Jornal deu nova versão para mortes no Chile

No dia 25 de julho de 1975, o jornal paranaense O Dia reapareceu nas bancas de Curitiba após 52 anos. Na capa, a manchete “Terroristas Chilenos no Interior da Argentina” tratava da reunião de grupos de esquerda da região de Salta, na Argentina, e dava os nomes de 59 integrantes do Movimiento de Izquierda Revolucionária (MIR), chileno, que teriam se matado em uma briga interna. Estava no ar a Operação Colombo, uma das primeiras ações conjuntas dos serviços de inteligência de Brasil, Chile e Argentina.

A notícia, falsa, foi armada por agentes da Diretoria de Inteligência Nacional (Dina) do governo Augusto Pinochet para justificar o desaparecimento e morte de 119 militantes de esquerda chilenos assassinados em campos de prisioneiros no país. Documentos encontrados pelo Estadonos arquivos da chancelaria chilena mostram que a embaixada do país em Brasília logo notificou seu governo sobre a reportagem do Dia.
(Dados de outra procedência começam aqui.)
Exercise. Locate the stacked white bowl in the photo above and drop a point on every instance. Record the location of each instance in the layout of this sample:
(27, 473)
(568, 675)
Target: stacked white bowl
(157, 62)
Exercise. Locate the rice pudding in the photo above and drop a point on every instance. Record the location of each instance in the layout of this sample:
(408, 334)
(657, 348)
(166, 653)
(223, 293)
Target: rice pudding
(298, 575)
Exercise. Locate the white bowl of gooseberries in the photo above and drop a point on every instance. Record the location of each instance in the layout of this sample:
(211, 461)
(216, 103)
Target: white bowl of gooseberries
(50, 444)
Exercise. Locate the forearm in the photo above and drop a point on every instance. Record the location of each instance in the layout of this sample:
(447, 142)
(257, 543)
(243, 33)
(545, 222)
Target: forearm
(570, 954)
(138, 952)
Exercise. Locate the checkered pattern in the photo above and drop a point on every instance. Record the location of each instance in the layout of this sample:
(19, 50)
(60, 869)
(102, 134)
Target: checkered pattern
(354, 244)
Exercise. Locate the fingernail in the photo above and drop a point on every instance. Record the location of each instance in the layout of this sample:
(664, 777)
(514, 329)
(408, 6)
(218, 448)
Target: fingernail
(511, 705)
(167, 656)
Também dava conta da mesma informação publicada por uma revista argentina desconhecida, Lea, editada apenas uma vez em Buenos Aires.
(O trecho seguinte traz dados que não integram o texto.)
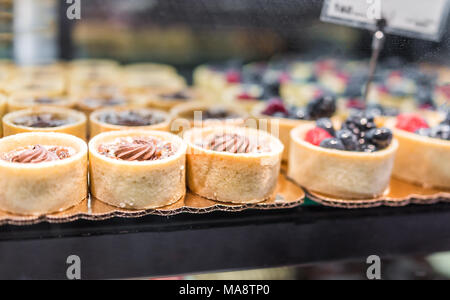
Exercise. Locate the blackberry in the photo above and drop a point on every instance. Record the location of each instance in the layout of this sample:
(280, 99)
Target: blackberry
(327, 125)
(348, 139)
(332, 143)
(322, 107)
(380, 137)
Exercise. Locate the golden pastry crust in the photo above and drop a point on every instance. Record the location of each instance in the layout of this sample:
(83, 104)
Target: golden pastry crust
(2, 111)
(229, 177)
(77, 125)
(25, 101)
(183, 116)
(346, 174)
(279, 127)
(422, 160)
(96, 126)
(137, 184)
(47, 187)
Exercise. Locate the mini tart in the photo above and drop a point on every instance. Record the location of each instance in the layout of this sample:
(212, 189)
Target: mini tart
(233, 177)
(149, 68)
(183, 116)
(37, 87)
(98, 123)
(21, 101)
(44, 187)
(280, 127)
(167, 100)
(422, 160)
(343, 174)
(137, 184)
(45, 119)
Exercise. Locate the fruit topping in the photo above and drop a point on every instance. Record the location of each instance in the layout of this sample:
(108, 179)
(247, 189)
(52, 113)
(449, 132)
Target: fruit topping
(317, 135)
(275, 106)
(411, 122)
(332, 143)
(326, 124)
(358, 133)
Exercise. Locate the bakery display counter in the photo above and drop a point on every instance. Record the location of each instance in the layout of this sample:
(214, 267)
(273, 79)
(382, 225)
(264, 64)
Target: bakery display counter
(155, 246)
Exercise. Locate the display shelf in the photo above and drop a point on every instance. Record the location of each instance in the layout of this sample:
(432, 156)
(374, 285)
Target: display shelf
(160, 246)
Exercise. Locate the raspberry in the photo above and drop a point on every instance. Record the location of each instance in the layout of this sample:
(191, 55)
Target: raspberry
(275, 106)
(411, 122)
(317, 135)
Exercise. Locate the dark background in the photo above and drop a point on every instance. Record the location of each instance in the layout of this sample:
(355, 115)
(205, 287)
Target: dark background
(190, 32)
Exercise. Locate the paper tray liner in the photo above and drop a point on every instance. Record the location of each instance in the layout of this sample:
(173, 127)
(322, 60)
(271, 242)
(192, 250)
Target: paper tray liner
(399, 193)
(287, 195)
Investigações feitas pela Justiça chilena mostram que as reportagens nos veículos brasileiro e argentino foram a base de lançamento para notícias publicadas pelos principais jornais chilenos, usadas para dar veracidade à versão fantasiosa para a morte dos jovens mortos pela repressão.
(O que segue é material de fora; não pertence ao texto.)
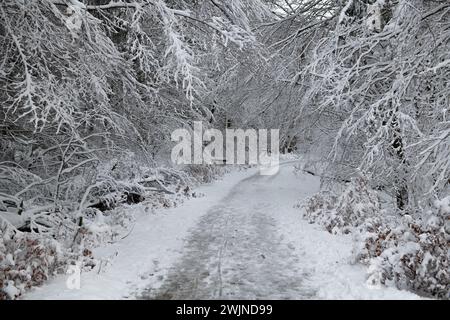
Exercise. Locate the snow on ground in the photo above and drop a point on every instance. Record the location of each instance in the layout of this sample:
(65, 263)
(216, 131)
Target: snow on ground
(244, 239)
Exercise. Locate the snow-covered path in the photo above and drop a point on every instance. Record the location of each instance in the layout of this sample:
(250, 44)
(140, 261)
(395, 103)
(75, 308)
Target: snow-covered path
(243, 240)
(237, 250)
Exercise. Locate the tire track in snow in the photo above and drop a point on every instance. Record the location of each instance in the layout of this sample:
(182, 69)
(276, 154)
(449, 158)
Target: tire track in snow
(237, 252)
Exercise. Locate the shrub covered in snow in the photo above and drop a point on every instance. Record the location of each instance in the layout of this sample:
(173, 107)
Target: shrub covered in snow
(413, 255)
(409, 253)
(26, 260)
(340, 213)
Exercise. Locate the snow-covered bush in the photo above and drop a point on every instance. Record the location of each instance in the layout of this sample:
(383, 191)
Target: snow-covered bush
(26, 260)
(410, 253)
(340, 213)
(413, 255)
Um mês depois, os jornais El Mercurio, La Tercera e La Segunda editaram diferentes versões da mesma notícia, atribuindo ao próprio MIR o justiçamento dos militantes. A intenção era justificar a morte de 119 militantes de esquerda que, confirmou-se depois, morreram fuzilados ou vítimas de tortura no Chile. Pouco se sabe ainda da operação no Brasil. O jornal O Dia, lançado pela primeira vez em 1870 por Almir H. de Lara, ressurgiu em diferentes períodos – 1896, 1901 e 1923. Em 1975, teve apenas três edições, todas com material de apoio à ditadura de Augusto Pinochet.

Operação Condor

As investigações chilenas chegaram a dois nomes: Gerardo Roa Aranez, funcionário da aérea Lan Chile, então estatal, e Jaime Valdez, encarregado de imprensa da embaixada chilena – ambos, na realidade, agentes da Dina no Brasil. Aranez teria trazido recursos do governo chileno para pagar a publicação; Valdez teria feito os contatos no Brasil.

Não se sabe bem o papel do governo brasileiro, mas é dado como certo que a Colombo foi uma das primeiras ações efetivas da Operação Condor, cooperação entre ditaduras do Cone Sul. Dificilmente, a ação seria feita sem, pelo menos, o conhecimento do Serviço Nacional de Informações (SNI), o organismo de inteligência da ditadura brasileira, com que os chilenos trocavam informações desde o início do governo militar naquele país, em setembro de 1973.

Na Argentina a revista fictícia Lea, publicada apenas uma vez, foi editada por uma empresa que pertencia ao Ministério do Bem-Estar Social. Apesar de o governo ainda ser o de Isabelita Perón, o então ministro José López Rega pertencia à Triple A, Aliança Anticomunista Argentina, grupo de extrema-direita.

Não há menções à Colombo em conversas com o governo brasileiro. Mas a Diretoria de Informação e Segurança do Itamaraty fazia contatos constantes com a embaixada chilena, repassando informações sobre grupos de esquerda, cobrando dados do governo Pinochet e oferecendo ajuda para a captura de “elementos subversivos”.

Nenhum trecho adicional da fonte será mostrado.